A região vitivinícola do Tejo foi, entre todas as regiões de vinhos nacionais, a que registou o maior crescimento global em 2011, em termos de exportações e vendas internas, tendo aumentado o seu desempenho em 27% face ao ano anterior.
Este crescimento foi fortemente impulsionado por um aumento de 74% nas exportações globais (União Europeia e países terceiros), número que traduz a venda de aproximadamente 6,7 milhões de garrafas para os mercados internacionais, revela a Comissão Vitivinícola Regional do Tejo (CVR Tejo),
“Estes resultados superaram as nossas melhores expectativas e resultam da conjugação de três factores: do esforço e empenho dos produtores, das acções internacionais de promoção da região organizadas pela CVR Tejo e da crescente melhoria da relação qualidade/preço dos nossos vinhos”, sublinha José Pinto Gaspar, presidente da CVR Tejo.
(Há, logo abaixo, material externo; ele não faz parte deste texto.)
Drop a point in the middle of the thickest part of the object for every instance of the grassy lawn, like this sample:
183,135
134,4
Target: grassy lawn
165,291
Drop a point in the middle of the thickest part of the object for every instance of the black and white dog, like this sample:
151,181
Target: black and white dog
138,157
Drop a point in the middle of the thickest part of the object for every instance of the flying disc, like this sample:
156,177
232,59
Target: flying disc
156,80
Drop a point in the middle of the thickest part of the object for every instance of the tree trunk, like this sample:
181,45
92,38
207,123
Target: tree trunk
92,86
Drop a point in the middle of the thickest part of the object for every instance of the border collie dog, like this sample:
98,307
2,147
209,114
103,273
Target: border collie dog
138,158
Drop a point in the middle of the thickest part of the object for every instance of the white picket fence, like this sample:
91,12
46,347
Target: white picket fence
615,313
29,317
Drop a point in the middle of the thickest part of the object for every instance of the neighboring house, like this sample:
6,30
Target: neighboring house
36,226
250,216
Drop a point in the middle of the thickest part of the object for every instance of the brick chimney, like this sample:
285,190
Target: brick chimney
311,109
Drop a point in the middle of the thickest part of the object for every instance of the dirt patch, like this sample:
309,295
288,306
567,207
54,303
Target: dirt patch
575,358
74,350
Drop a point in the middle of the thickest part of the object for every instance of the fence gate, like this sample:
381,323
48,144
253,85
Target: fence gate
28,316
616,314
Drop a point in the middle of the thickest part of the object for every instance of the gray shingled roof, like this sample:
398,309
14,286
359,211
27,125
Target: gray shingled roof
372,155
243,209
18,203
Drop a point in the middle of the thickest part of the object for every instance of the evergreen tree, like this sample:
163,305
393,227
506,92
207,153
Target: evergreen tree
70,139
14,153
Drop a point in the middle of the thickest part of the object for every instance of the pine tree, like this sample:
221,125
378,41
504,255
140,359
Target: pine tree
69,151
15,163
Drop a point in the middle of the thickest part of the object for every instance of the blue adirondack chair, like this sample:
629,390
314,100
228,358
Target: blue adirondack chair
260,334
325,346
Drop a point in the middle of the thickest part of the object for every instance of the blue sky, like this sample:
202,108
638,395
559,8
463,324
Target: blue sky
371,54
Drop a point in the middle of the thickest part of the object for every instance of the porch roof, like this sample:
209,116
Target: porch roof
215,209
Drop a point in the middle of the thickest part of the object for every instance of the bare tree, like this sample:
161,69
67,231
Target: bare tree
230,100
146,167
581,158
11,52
Entre os principais mercados importadores de vinhos do Tejo, a Suécia foi o que registou uma maior evolução, tendo aumentado em 494% o volume de litros de vinho adquiridos, sendo actualmente o segundo melhor “cliente” mundial de vinhos da região.
Nesse capítulo, a liderança continua a pertencer a Angola, mercado em que os vinhos do Tejo voltaram a crescer em 2011, aumentando em 60% o seu desempenho na exportação para aquele país face ao ano anterior.
A terceira posição na lista dos países maiores consumidores de vinhos da região é ocupada por Inglaterra, mercado que em 2011 aumentou em 81% o volume de litros de vinhos do Tejo importados.
Destaque ainda para a China, país para o qual os vinhos do Tejo aumentaram as exportações em 20%, o que o torna no quarto mercado internacional que mais vinhos da região consome.
No último ano a região exportou 43% do total de vinho produzido e é alicerçado nos mercados internacionais que, apesar do actual cenário de crise, que os produtores esperam poder continuar a registar um crescimento global de 2 a 3%”, antecipa.
Refira-se que, para 2012, os vinhos do Tejo elegeram os Estados Unidos como um dos mercados internacionais prioritários, estando previsto o desenvolvimento de acções com vista ao reforço da sua posição naquele país em Outubro.